What is really bugging me lately-- after deleting my daily quota of voicemail solicitations (how do they get these numbers?) is the number of charitable organizations and websites who beg us for guilty donations, who twist our hearts and humiliate us-- which turn out to be dead ends, selfish vanity sites or manipulations by people who maybe give a tiny percentage to the destitute and sick and keep the lion's share for themselves...  because the 'needy' are not necessarily those of us who starve and walk and do without… but the pathetic victims of brainwashing advertisements and big business who absolutely cannot live without their estheticians and cosmetic dentists-- their personal trainers and youth-promising supplements, without BMW's and the Hamptons, colorists and birkins… who literally have traded their souls for these things-- their value systems.  Some of these people, I thought, as I voted in the massive church which requires a huge donation to host a wedding or Baptism-- even a funeral-- some of them go to church and recite things, place money in collection plates, go outside and ignore their badly dressed neighbors.  Certainly they ignored the Cuban ex-con who is trying to make a joke and enhance the minutes he has left before the timer on his terminal brain tumor goes off… whether or not he is a pure con and has made the entire story up… it matters little.  And he had more than a few things to say about city contracts, the mob, corruption at the root, etc.  He'd worked at every level in every branch of every union and non-union urban department.  He'd gone to prison for several-- for crimes, for not ratting, for his brand of con-professionalism.  Yes, I took the time to listen to his tales beyond my limit of amusement until I began to suspect his truth and plot my exit.  But he knew me, this man-- he could tell I am one of those people who converse with gargoyles and see angels, who do not refuse ghosts and beggars, who have visions and dream songs, and do not discount reality.

What I do know,  as he knows, is that the potential value of every moment is identical.  Unless you are Stephen Hawking, most moments are exactly the same length as any other-- orgasm moments, root canal moments, Academy Award moments or watching a homeless man vomit on the street.  But our value systems, and the way we use these moments, or what we produce, have become so backed up and convoluted… with all the social media connections, the odds of some world-congealing actual event like Woodstock seems dim, except in replay mode which does have a certain celebrity currency-- a guaranteed viral youtube eternity, the way my private moments do not.

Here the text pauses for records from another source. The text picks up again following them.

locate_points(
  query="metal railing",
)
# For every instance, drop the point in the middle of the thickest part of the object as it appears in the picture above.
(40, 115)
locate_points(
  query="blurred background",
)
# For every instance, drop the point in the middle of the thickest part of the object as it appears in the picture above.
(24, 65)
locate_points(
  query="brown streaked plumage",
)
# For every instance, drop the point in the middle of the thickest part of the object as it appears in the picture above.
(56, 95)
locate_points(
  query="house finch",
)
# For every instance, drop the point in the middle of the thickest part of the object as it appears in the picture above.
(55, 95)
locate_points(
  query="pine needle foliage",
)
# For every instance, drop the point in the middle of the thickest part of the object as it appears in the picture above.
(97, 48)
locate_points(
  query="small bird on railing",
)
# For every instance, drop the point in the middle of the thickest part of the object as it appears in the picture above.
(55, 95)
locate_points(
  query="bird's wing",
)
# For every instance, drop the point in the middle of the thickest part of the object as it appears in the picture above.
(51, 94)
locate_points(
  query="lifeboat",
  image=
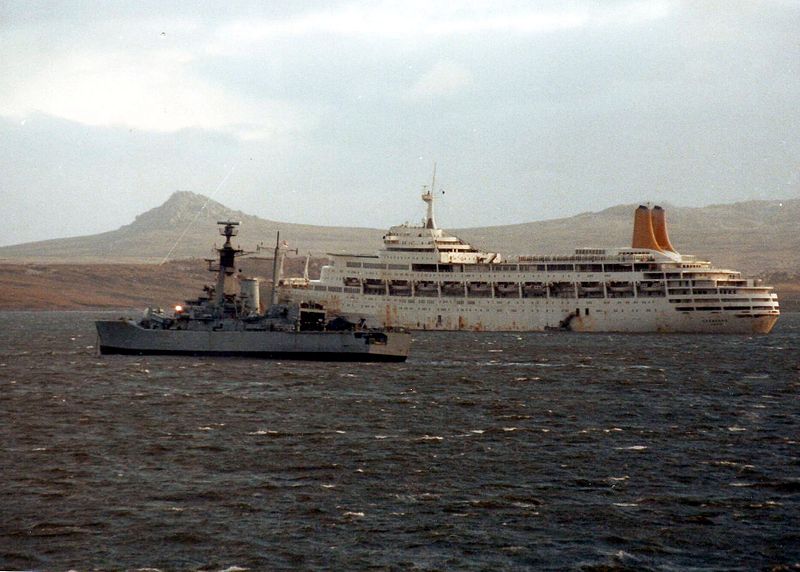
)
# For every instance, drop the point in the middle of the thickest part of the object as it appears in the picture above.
(453, 289)
(534, 290)
(400, 288)
(426, 288)
(479, 289)
(506, 290)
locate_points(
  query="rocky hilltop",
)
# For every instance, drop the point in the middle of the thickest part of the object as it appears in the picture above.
(755, 237)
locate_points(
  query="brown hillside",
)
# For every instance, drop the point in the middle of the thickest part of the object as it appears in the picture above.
(754, 237)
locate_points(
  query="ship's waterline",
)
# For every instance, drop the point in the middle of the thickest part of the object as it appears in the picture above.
(426, 279)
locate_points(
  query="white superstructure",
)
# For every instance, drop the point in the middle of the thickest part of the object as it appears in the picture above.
(426, 279)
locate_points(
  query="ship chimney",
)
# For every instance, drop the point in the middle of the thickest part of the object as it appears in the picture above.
(643, 235)
(660, 229)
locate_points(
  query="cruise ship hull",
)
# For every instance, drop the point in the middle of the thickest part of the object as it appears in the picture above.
(128, 337)
(634, 315)
(426, 279)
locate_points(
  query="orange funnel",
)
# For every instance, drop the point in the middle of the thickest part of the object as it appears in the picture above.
(643, 235)
(660, 229)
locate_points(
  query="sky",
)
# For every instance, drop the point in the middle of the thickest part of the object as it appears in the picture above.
(334, 113)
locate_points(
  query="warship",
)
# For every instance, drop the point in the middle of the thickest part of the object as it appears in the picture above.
(426, 279)
(226, 320)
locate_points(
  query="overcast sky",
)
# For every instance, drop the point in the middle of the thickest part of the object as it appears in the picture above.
(334, 113)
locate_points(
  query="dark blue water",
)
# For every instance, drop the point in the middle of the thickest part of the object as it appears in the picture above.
(482, 452)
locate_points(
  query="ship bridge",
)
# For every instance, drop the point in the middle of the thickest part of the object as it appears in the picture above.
(426, 243)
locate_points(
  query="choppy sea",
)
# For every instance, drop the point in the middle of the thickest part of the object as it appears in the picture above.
(552, 451)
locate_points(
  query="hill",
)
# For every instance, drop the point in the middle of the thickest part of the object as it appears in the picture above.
(755, 237)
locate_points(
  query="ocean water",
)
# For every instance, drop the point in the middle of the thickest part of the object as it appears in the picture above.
(549, 451)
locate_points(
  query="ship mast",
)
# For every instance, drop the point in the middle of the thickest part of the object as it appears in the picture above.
(427, 196)
(227, 259)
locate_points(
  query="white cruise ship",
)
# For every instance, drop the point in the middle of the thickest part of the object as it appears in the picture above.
(426, 279)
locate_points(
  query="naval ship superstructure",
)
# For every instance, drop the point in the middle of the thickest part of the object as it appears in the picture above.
(227, 321)
(424, 278)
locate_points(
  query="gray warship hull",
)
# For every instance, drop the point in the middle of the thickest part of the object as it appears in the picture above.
(129, 337)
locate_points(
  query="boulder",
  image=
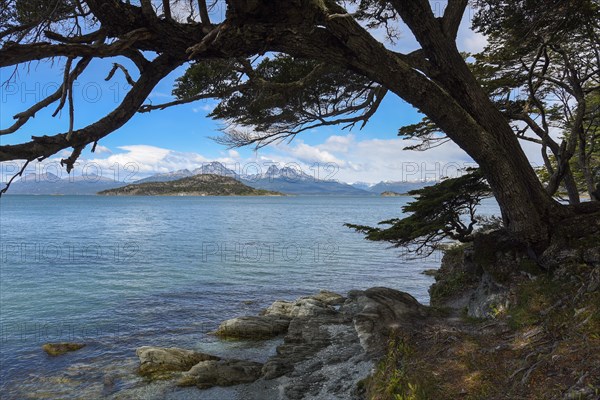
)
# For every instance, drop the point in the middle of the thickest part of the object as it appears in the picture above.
(207, 374)
(380, 311)
(57, 349)
(160, 362)
(489, 299)
(303, 307)
(280, 308)
(329, 298)
(254, 327)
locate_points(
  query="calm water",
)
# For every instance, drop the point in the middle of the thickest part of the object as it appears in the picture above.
(117, 273)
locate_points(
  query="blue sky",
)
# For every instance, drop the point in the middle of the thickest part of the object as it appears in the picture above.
(179, 137)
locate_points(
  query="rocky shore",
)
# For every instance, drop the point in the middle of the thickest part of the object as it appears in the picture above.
(330, 344)
(500, 326)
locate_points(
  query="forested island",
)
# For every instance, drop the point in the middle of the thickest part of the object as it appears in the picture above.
(197, 185)
(514, 312)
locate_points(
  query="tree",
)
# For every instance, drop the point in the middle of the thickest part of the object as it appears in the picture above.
(440, 212)
(539, 68)
(435, 79)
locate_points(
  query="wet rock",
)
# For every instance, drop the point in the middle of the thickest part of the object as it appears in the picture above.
(207, 374)
(57, 349)
(382, 310)
(329, 298)
(304, 307)
(160, 362)
(489, 299)
(280, 308)
(254, 327)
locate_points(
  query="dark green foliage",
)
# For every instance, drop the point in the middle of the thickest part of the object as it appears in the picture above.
(28, 11)
(281, 95)
(445, 210)
(198, 185)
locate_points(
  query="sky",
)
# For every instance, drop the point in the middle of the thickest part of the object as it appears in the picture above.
(181, 137)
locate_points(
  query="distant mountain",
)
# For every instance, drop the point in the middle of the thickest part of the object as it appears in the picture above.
(166, 177)
(45, 184)
(197, 185)
(214, 168)
(398, 187)
(291, 181)
(362, 185)
(285, 180)
(390, 194)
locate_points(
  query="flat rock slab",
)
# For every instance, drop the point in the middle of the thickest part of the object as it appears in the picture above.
(207, 374)
(57, 349)
(160, 362)
(253, 327)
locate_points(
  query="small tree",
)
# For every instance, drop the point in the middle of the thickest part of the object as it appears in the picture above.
(440, 212)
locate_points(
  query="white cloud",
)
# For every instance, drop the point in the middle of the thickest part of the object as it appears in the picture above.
(102, 150)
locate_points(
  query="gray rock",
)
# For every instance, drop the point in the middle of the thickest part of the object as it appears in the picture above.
(207, 374)
(160, 362)
(488, 299)
(305, 307)
(382, 310)
(254, 327)
(329, 298)
(57, 349)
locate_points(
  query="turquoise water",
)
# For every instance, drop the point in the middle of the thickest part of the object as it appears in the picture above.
(121, 272)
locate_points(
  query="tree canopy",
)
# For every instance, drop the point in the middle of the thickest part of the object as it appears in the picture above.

Someone asked me recently about my blog-- and I explained that I generally have a point at the outset, but I let myself wander, the way I take my walks this days-- as an opportunity-- because for someone who travels little outside my city, I am like a hitchhiker who accepts a ride with no destination.  Today I let my Cuban friend drive me around and hijack my moment… fill it with tales of the mob and New York crime-- sickness and disease and the sense of God when you are fading on an operating table,  the lore of his prison tattoos and his personal eloquence, like a Chaucerian tale-teller.  The best part of all is that he directed me to the wrong voting table… and not just me-- this was a pattern--  because he never consulted the directories which was all part of his philosophy of humor and anti-bureaucracy.  In  fact, in keeping with the con artist thing, maybe he wasn't a Board of Elections employee at all… but for the moment, he was in exactly the right place, as was I.